Après la pandémie, on nous a fait miroiter une période de croissance et de fête. Au lieu de cela, nous avons eu droit à une guerre et, à nouveau, à de l’argent magique à profusion. Le gouvernement allemand a subitement trouvé 100 milliards d’euros pour acheter des F-35 et d’autres armes. «C’est le début d’une nouvelle ère», a déclaré le chancelier Scholz. Dans notre pays, le gouvernement a débloqué 5 milliards d’euros supplémentaires par an pour le budget militaire. Sans le moindre débat. Les fabricants d’armes Dassault et Lockheed Martin se frottent les mains. Des entreprises telles qu’Airbus et BMW se préparent à grappiller elles aussi une partie des investissements militaires. L’an dernier, plus de 2 000 milliards d’euros ont été consacrés à l’armement dans le monde. Les énergies renouvelables ont dû se contenter de nettement moins: 750 milliards d’euros.
L’argent magique existe donc bel et bien. Comme en témoignent les flux de subsides en faveur des banques, des milliardaires et des fabricants d’armes. Et là, on n’a généralement pas besoin de grandes discussions pour trouver les milliards nécessaires. En revanche, lorsque viennent sur la table les questions d’inégalités, de pensions décentes, de meilleures conditions de travail pour le personnel soignant et les enseignants, ou de mesures pour lutter contre le réchauffement climatique, nos dirigeants sortent tout à coup leur calculette.

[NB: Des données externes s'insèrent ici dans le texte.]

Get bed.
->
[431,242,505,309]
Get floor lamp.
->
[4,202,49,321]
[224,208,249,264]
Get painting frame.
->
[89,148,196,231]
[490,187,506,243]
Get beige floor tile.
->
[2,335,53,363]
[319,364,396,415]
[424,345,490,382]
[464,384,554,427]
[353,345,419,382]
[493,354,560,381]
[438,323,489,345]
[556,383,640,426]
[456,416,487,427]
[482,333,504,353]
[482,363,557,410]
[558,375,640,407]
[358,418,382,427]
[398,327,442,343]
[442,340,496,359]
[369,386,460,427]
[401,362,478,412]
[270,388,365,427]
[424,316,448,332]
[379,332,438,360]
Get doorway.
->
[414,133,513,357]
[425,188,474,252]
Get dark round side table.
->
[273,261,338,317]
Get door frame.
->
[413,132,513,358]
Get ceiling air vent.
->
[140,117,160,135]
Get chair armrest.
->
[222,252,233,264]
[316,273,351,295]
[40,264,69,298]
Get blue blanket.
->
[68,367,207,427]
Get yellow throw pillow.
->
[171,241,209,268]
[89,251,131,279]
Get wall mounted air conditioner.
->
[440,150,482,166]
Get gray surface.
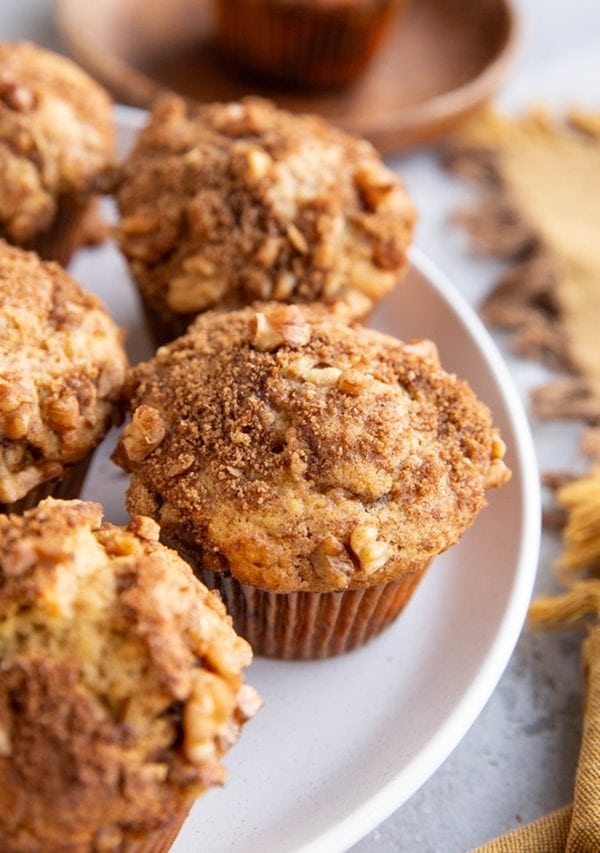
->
[0,0,600,853]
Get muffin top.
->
[0,498,260,853]
[118,96,415,316]
[115,304,509,592]
[0,42,114,243]
[0,240,127,502]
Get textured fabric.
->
[566,627,600,853]
[473,806,572,853]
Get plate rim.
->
[115,110,541,853]
[296,246,542,853]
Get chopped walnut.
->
[304,367,342,385]
[121,404,166,462]
[246,146,273,183]
[350,524,391,575]
[127,515,160,542]
[286,222,308,255]
[252,305,310,352]
[183,670,235,764]
[338,367,367,397]
[310,536,354,589]
[167,270,227,314]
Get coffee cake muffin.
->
[214,0,406,87]
[115,304,509,658]
[118,97,415,342]
[0,240,127,512]
[0,498,260,853]
[0,42,115,265]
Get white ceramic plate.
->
[72,109,540,853]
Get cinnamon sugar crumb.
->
[0,240,127,503]
[0,42,114,243]
[118,96,415,332]
[117,303,509,592]
[0,499,260,850]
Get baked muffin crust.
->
[118,96,415,319]
[0,240,127,503]
[115,304,509,592]
[0,499,259,853]
[0,42,115,243]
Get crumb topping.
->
[0,240,127,503]
[0,42,114,243]
[118,96,415,319]
[115,303,509,592]
[0,499,260,851]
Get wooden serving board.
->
[56,0,515,153]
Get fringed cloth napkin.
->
[446,109,600,424]
[474,466,600,853]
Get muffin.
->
[117,97,415,342]
[115,304,509,658]
[0,498,260,853]
[0,240,127,512]
[214,0,405,86]
[0,42,115,265]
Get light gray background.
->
[0,0,600,853]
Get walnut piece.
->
[350,524,391,575]
[121,404,166,462]
[251,305,311,352]
[310,535,354,589]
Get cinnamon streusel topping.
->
[0,499,260,853]
[0,240,127,503]
[118,96,415,318]
[0,42,115,243]
[116,304,509,592]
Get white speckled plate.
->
[72,109,540,853]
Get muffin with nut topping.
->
[115,303,509,658]
[117,96,415,342]
[0,240,127,512]
[213,0,406,89]
[0,498,260,853]
[0,42,115,265]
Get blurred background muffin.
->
[214,0,406,86]
[0,499,260,853]
[0,42,114,264]
[117,96,415,342]
[0,240,127,512]
[115,304,509,658]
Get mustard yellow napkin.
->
[475,467,600,853]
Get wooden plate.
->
[56,0,515,153]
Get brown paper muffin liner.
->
[215,0,406,86]
[0,451,94,515]
[23,195,97,267]
[121,809,188,853]
[179,541,431,660]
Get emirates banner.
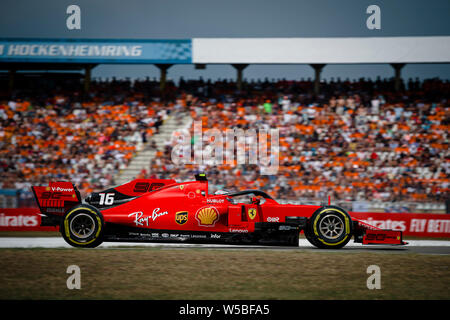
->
[0,208,450,238]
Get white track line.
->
[0,237,450,248]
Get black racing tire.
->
[305,206,353,249]
[60,204,104,248]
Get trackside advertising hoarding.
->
[0,39,192,64]
[349,212,450,238]
[0,208,450,238]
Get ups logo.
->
[175,211,188,225]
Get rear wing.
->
[31,181,81,216]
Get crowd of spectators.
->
[0,75,450,205]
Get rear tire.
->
[305,206,353,249]
[60,204,104,248]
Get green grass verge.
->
[0,248,450,299]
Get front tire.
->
[60,204,104,248]
[305,206,353,249]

Plus grave encore, ce sont généralement ces secteurs qui sont les plus durement touchés lorsqu’il s’agit de faire des restrictions.
«La folie, c’est de faire toujours la même chose et de s’attendre à un résultat différent», a formulé Einstein. Or c’est précisément ce que font nos gouvernements depuis trente ans. Ils économisent sur les services essentiels et distribuent sans compter de l’argent aux grandes entreprises, pour constater, à chaque fois, que notre pays n’est pas du tout prêt à affronter la crise suivante.

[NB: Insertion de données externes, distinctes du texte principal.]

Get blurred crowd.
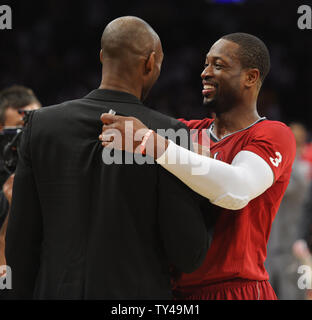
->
[0,0,312,299]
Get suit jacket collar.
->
[84,89,143,105]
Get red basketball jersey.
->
[175,118,296,290]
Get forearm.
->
[156,142,273,210]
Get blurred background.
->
[0,0,312,124]
[0,0,312,299]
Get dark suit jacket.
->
[6,89,210,299]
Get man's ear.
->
[245,68,260,87]
[100,49,103,64]
[144,51,155,75]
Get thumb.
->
[101,113,118,124]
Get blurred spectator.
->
[0,85,41,265]
[266,123,310,300]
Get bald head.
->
[100,16,163,100]
[101,16,160,60]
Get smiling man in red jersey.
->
[100,33,296,300]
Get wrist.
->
[140,130,169,159]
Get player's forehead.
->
[206,39,239,62]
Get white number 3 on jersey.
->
[270,152,283,167]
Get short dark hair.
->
[221,32,271,82]
[0,85,41,125]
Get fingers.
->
[101,113,127,125]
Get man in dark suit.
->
[6,17,210,299]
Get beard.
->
[203,88,239,116]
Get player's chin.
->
[203,96,215,106]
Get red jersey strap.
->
[243,121,296,181]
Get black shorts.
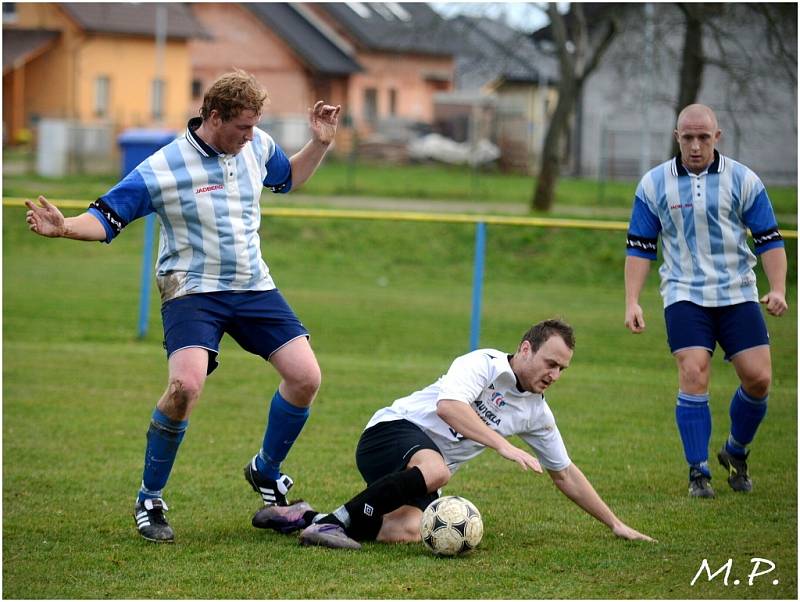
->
[161,288,308,374]
[356,420,442,510]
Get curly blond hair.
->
[200,69,268,121]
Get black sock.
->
[346,466,428,541]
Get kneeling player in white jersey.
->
[253,320,652,549]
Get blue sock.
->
[725,387,769,458]
[138,408,189,501]
[256,391,309,479]
[675,391,711,476]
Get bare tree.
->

Avec le switch, nous voulons tourner cette page. Fini le gaspillage d’argent public. Désormais, nous voulons investir de manière réfléchie et avisée dans les infrastructures publiques. Ainsi, chaque euro retournera directement à la société et sera récupéré. Nous voulons fermer le robinet de l’argent public qui afflue dans les poches sans fond de ceux qui investissent en bourse.

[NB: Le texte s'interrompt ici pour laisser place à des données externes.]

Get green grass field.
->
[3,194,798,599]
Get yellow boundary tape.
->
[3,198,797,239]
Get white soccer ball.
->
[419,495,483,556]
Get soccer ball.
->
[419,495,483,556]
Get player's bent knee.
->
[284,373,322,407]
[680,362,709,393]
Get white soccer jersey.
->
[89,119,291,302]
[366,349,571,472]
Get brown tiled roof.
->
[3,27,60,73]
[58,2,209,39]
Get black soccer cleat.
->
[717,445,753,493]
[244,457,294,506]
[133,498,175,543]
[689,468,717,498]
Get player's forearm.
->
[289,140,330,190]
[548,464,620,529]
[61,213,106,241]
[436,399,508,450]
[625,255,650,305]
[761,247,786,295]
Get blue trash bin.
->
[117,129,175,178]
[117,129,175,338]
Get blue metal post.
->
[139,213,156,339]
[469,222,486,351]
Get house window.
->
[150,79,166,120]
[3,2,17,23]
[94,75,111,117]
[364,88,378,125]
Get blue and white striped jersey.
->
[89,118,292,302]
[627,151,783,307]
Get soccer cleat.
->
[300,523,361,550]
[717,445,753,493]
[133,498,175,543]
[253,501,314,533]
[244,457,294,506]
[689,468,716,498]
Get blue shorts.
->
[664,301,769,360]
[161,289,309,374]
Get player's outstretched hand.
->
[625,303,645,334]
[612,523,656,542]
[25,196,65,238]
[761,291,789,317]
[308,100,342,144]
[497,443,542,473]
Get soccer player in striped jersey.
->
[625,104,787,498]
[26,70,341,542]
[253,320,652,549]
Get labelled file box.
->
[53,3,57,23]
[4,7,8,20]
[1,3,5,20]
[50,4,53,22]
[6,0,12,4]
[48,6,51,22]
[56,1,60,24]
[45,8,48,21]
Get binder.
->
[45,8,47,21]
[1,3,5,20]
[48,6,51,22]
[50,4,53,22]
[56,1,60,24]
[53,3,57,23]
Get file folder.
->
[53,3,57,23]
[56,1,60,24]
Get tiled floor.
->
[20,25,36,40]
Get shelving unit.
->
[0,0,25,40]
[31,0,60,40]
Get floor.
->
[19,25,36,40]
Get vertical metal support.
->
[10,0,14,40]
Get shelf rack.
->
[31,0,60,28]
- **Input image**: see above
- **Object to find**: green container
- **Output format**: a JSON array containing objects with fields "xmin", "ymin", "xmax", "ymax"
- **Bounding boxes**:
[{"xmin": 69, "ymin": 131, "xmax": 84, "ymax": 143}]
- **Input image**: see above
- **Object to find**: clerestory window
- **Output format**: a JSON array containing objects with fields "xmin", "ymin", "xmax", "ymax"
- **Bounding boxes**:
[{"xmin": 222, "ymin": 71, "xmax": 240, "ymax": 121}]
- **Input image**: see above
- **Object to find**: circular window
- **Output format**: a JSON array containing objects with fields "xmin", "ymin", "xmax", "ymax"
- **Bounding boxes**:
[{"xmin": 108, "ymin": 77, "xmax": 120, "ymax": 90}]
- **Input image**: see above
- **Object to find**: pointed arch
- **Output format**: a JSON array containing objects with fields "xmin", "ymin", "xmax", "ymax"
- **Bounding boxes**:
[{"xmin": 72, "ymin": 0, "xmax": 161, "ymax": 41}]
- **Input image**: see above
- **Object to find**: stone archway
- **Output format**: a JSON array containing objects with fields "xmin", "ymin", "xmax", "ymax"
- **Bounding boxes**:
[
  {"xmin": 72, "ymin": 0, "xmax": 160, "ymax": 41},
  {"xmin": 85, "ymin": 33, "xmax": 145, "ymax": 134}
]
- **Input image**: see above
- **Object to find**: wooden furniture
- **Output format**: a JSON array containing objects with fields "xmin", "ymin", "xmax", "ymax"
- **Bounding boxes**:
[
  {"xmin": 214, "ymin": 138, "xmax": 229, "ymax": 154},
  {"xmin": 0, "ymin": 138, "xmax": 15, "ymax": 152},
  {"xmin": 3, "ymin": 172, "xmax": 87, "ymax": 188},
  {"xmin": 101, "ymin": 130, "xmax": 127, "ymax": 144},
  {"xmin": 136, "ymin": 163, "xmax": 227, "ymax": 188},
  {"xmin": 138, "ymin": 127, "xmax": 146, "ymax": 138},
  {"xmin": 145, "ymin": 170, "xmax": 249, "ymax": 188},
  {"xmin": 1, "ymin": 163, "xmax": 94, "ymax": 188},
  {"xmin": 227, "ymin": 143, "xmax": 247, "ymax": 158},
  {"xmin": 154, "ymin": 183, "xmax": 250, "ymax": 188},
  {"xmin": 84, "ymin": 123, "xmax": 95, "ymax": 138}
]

En investissant 4 % de toute la richesse produite en un an en Belgique dans de grands projets sociaux et climatiques, nous préparons l’avenir. Cela en vaut nettement plus la peine que les 2 % que nous consacrons actuellement chaque année aux armes de destruction destinées à faire revivre des guerres du passé. Grâce à ces investissements, nous donnerons un nouveau souffle à l’économie. Le switch créera des centaines de milliers de nouveaux emplois dans les soins de santé, dans les transports publics, dans la construction, dans les nouvelles technologies et dans les énergies renouvelables. De l’ouvrier au scientifique, du technicien à l’artiste, chacun y trouvera son compte. La mise en place d’une approche planifiée dans le secteur de l’énergie et des transports ou dans le logement nous préservera également des catastrophes climatiques et de leurs coûts astronomiques qui se profilent à l’horizon si nous maintenons nos émissions à leur niveau actuel. De plus, isoler les logements est non seulement bon pour le climat, mais aussi pour le portefeuille. Si, en tant que société, nous pouvons cueillir les fruits des innovations publiques dans les soins de santé ou dans les technologies, nous bénéficierons de revenus importants et nous économiserons sur les coûts. Nous le voyons dans la Gig City de Chattanooga aux États-Unis, dans l’entreprise publique danoise de production d’énergie et dans la politique du logement à Vienne.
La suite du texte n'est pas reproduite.